Suku sasak memiliki adat istiadat yang cukup unik. Pengaruh Bali dan Melayu sangat terasa dalam adat istiadat suku ini. Pengaruh Bali datang dari Kerajaan Karangasem yang pernah menguasai Pulau Lombok selama kurang lebih 2 abad, sedangkan pengaruh Melayu berasal dari pendakwah Islam di gumi sasak. Adat istiadat suku sasak juga dapat disaksikan pada saat saat acara pernikahan mulai dari melakiran gadis sampai nyongkolan. Yang Unik dalam tradisi perkawinan adat suku Sasak adalah apabila mereka mau dinikahkan oleh seorang lelaki/ terune maka yang perempuan harus dilarikan dulu kerumah keluarganya dari pihak laki laki yang dikenal dengan sebutan merariq atau pelarian. Biasanya kawin lari di lakukan pada malam hari antara waktu magrib dan isya, dimana si gadis dijemput pada tempat yang telah disepakati kedua calon pengantin.
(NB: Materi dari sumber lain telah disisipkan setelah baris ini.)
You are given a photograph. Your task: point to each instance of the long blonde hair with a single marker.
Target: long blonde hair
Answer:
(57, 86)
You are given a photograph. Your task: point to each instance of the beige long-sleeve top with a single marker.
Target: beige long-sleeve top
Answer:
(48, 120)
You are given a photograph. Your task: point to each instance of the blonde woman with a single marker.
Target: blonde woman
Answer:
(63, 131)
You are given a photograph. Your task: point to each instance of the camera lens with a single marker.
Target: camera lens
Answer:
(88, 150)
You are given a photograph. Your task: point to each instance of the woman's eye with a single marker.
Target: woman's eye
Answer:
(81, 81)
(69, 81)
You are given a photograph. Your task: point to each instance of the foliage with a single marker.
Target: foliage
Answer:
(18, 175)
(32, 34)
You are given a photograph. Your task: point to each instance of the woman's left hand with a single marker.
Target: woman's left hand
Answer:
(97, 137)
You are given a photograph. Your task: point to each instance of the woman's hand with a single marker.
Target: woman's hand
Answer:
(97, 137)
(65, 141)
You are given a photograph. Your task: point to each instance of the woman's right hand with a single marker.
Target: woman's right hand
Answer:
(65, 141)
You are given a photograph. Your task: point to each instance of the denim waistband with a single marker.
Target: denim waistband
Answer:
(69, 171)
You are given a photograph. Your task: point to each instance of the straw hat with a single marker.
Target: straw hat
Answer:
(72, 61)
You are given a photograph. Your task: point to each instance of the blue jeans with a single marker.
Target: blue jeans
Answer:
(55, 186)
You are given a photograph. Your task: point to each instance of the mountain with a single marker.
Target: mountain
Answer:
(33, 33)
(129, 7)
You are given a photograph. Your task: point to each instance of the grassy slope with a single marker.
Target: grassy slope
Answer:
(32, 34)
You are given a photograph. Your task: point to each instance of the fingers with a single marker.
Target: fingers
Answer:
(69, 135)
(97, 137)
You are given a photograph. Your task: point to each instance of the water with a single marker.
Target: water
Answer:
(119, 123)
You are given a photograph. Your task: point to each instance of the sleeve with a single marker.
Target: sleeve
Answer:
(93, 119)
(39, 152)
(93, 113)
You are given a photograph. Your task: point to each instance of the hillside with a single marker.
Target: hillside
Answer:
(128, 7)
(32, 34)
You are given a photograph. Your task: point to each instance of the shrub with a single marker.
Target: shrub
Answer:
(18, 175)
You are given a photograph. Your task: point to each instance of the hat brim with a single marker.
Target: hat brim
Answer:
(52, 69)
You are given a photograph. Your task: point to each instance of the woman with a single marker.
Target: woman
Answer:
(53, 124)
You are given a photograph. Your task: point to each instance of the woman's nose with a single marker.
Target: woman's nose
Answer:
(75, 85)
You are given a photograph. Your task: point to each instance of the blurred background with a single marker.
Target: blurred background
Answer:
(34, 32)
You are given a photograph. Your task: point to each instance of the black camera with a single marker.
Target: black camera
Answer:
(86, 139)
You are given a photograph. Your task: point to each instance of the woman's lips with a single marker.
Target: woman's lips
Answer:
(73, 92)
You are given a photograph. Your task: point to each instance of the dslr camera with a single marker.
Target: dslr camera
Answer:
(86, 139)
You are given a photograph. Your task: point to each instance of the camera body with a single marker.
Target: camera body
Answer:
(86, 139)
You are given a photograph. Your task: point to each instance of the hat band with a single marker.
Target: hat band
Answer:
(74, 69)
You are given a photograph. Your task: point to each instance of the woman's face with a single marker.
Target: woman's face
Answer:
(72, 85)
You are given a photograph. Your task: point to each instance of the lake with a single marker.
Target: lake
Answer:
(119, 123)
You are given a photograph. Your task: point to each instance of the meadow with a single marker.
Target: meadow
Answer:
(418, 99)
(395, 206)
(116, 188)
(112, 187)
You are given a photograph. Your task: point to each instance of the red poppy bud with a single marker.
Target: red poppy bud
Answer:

Dan selanjutnya dalam rombongan penjemput, ketentuan adat mengharuskan keikutsertaan seorang wanita “suci” dalam arti telah memasuki masa menopause. Ini bertujuan, agar ada yang menemani si gadis dalam proses perjalanan “kawin lari”, sehingga tidak terjadi sesuatu di luar norma susila dan demi menghindari kecurigaan masyarakat.

Caranya cukup sederhana, gadis/dedare pujaan tidak memberitahukan kepada kedua orangtuanya jika ingin menikah. Gadis/dedare tersebut itu harus dibawa oleh pihak laki-laki untuk disembunyikan sementara waktu di rumah pihak keluarga dari laki-laki/terune’. Namun jangan lupa aturan, mencuri gadis dan melarikannya (mencuri dalam artian si gadis sudah siap menikah dengan sipencuri) biasanya dilakukan dengan membawa beberapa orang kerabat atau teman dari pihak keluarga laki-laki. Selain sebagai saksi kerabat yang dibawa untuk mencuri gadis itu sekalian sebagai pengiring dalam prosesi itu. Dan gadis itu tidak boleh dibawa langsung ke rumah lelaki, harus dititipkan ke kerabat laki-laki. Tentu menikahi gadis dengan meminta izin kepada orang tuanya (redaq) lebih terhormat daripada mencuri gadis tanpa pemberitahuan terlebih dahulu, tetapi proses seperti ini sudah sangat jarang ditemukan karena kebiasaan orang sasak lebih dominan mencurinya supaya tidak terhambat oleh hal-hal yang tidak diinginkan seperti tidak disetujui orang tua gadis atau keterbatasan kemampuan dalam hal materi karena proses “redaq” biasanya menghabiskan biaya yang lebih besar daripada melarikan gadis (merarik) tanpa izin.Dalam proses pencurian gadis, setelah sehari menginap pihak kerabat laki- laki mengirim utusan ke pihak keluarga perempuan sebagai pemberitahuan bahwa anak gadisnya dicuri dan kini berada di satu tempat tetapi tempat menyembunyikan gadis itu dirahasiakan, tidak boleh diketahui keluarga perempuan. ‘Nyelabar’, istilah bahasa setempat untuk pemberitahuan itu, dan dilakukan oleh kerabat pihak lelaki tetapi orang tua pihak lelaki tidak diperbolehkan ikut.